Le livre se découpe en plusieurs parties, d’abord en chronologie inversée, on suit d’abord une écrivaine de nos jours, dont le couple bat de l’aile, et qui va au Mexique porter des offrandes à un rocher blanc censé lui apporter la félicité, une rockstar au bout du rouleau dans les années 60, une jeune fille amérindienne au début du 20 siècle arrachée à sa terre, et au 18ème, un lieutenant espagnol, navigateur qui va découvrir cette nouvelle terre inquiétante, puis on reprend les mêmes, on secoue, et on suit de manière chronologique cette fois-ci.

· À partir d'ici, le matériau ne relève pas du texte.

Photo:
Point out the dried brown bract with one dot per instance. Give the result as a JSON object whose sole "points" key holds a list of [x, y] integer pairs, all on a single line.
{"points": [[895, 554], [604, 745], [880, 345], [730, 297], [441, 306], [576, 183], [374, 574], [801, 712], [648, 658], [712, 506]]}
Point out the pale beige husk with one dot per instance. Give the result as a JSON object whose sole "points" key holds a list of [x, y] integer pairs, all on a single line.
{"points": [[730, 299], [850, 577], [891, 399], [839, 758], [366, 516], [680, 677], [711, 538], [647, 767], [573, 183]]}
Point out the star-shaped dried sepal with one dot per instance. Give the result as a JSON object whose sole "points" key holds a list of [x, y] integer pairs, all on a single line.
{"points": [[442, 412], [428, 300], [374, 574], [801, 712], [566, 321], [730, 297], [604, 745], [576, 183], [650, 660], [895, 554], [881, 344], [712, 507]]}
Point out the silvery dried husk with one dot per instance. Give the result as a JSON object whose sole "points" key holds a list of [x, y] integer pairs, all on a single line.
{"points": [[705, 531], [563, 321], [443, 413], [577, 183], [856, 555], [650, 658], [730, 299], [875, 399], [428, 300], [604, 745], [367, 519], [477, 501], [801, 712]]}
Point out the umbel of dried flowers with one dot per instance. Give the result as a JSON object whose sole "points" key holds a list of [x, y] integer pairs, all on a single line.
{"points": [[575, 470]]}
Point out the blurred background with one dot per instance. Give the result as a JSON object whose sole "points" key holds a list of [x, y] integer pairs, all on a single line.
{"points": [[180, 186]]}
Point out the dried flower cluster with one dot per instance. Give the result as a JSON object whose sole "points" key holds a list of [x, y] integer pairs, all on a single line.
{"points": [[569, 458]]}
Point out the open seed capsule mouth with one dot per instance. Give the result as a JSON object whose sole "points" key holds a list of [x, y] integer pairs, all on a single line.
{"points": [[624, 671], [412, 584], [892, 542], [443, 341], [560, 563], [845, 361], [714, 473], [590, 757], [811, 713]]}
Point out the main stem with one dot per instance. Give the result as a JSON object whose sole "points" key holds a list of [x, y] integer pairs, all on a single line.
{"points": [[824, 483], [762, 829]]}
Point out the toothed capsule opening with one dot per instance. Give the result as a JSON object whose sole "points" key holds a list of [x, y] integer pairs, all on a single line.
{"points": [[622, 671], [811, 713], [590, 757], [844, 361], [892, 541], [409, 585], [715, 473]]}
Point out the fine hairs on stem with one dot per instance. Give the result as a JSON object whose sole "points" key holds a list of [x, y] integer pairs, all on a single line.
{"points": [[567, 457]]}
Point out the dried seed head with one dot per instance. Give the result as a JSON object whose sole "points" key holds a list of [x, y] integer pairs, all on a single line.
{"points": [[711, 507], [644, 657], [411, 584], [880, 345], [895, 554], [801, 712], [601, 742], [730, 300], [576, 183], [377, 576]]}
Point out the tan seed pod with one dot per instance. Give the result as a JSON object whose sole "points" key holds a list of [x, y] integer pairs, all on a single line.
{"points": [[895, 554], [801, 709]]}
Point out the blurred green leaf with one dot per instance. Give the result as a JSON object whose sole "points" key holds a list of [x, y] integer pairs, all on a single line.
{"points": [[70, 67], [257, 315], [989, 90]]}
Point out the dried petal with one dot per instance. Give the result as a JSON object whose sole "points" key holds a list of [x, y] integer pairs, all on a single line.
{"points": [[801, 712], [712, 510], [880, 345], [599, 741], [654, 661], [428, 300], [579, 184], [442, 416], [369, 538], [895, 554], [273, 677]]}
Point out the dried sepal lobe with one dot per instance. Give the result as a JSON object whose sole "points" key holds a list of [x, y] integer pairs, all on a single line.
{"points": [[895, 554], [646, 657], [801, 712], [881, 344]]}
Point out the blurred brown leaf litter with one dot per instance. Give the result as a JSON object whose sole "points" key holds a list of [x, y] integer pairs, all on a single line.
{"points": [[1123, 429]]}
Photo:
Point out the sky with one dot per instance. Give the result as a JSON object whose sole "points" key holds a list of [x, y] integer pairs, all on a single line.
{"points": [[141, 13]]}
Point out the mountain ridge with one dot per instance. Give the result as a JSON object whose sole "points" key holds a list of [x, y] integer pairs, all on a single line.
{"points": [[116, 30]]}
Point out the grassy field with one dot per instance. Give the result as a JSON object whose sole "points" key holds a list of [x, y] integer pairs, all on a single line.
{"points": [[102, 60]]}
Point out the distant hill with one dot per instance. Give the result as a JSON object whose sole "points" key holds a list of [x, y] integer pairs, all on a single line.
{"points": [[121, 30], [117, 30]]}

Vous suivez ? Parce que l’accumulation des personnages est l’un des problèmes du roman. A chaque fois qu’on commence un peu à se mettre dans le bain, le roman se coupe pour passer à quelqu’un d’autre. Et cette petite frustration qu’on ressent à chacune de ces coupures serait pardonnée si à côté le style était vraiment original ou recherché, ce qui n’est malheureusement pas le cas. Ne me faites pas dire ce que je n’ai pas dit, je trouve qu’Anna Hope écrit bien, je trouve qu’elle frôle l’organique dans ses images, une simplicité et une pertinence dans la manière de décrire et le concret et les affects de ses personnages, c’est une autrice talentueuse, mais je me sens obligée de nuancer car peu de phrases me donnent envie d’être retenue ou notée — ça coule un peu trop, et j’ai peur de ne pas retenir grand-chose une fois le livre refermé.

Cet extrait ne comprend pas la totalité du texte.